• Unauthoritarians and Authoritarians: Worlds of Difference

    by  • March 2, 2008 • The Global Picture • 0 Comments

    Once in a while I find something that really affects me. The first big change in my thinking based on new data, not new models, was Rudy Rummel’s work on democide.

    Note: RWA is short for Right Wing Authoritarian, a group identified by prior psychological screening.
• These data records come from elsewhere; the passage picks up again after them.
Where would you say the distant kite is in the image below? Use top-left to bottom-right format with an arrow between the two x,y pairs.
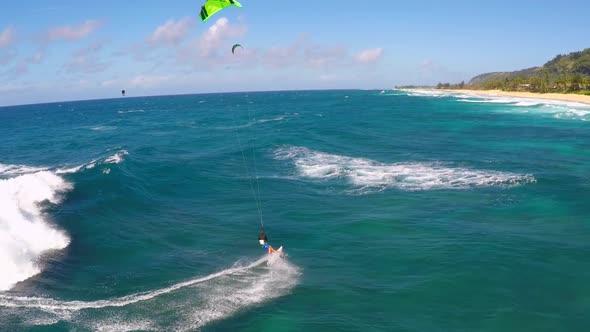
201,0 -> 242,22
231,44 -> 244,54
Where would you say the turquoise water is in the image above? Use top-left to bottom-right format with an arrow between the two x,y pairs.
0,91 -> 590,331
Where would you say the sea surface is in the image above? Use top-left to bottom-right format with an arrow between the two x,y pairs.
0,91 -> 590,332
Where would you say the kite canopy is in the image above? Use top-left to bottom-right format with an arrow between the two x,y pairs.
231,44 -> 244,54
201,0 -> 242,22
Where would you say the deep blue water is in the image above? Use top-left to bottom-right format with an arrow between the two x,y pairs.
0,91 -> 590,332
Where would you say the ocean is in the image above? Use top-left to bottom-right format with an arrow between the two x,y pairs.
0,90 -> 590,332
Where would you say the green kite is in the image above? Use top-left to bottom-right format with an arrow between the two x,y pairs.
201,0 -> 242,22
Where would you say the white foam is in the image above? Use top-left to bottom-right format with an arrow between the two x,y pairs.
90,126 -> 117,131
104,150 -> 129,164
256,115 -> 287,123
0,168 -> 72,290
275,147 -> 535,192
0,255 -> 300,331
117,110 -> 145,114
0,164 -> 47,177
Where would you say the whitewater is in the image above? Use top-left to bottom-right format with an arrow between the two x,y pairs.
0,90 -> 590,332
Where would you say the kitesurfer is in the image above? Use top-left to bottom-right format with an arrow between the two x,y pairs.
258,228 -> 268,246
258,229 -> 277,254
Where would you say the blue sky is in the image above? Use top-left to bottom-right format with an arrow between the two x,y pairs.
0,0 -> 590,106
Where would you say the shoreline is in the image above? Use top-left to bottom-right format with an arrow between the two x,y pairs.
400,89 -> 590,106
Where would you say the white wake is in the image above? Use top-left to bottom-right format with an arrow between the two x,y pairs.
275,147 -> 535,191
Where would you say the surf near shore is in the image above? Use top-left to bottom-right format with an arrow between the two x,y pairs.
400,89 -> 590,105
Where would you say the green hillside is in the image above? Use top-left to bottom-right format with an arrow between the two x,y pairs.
438,48 -> 590,94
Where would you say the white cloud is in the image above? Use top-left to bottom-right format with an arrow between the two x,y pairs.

    Unauthoritarians and Authoritarians: Worlds of Difference

    By now you must be developing a feel for what high RWAs think and do, and
    also an impression of low RWAs.23 Do you think you know each group well enough
    to predict what they’d do if they ran the world? One night in October, 1994 I let a
    group of low RWA university students determine the future of the planet (you didn’t
    know humble researchers could do this, did you!). Then the next night I gave high
    RWAs their kick at the can.

    The setting involved a rather sophisticated simulation of the earth’s future
    called the Global Change Game, which is played on a big map of the world by 50-70
    participants who have been split into various regions such as North America, Africa,
    India and China. The players are divided up according to current populations, so a lot
    more students hunker down in India than in North America. The game was designed
    to raise environmental awareness, 24 and before the exercise begins players study up
    on their region’s resources, prospects, and environmental issues.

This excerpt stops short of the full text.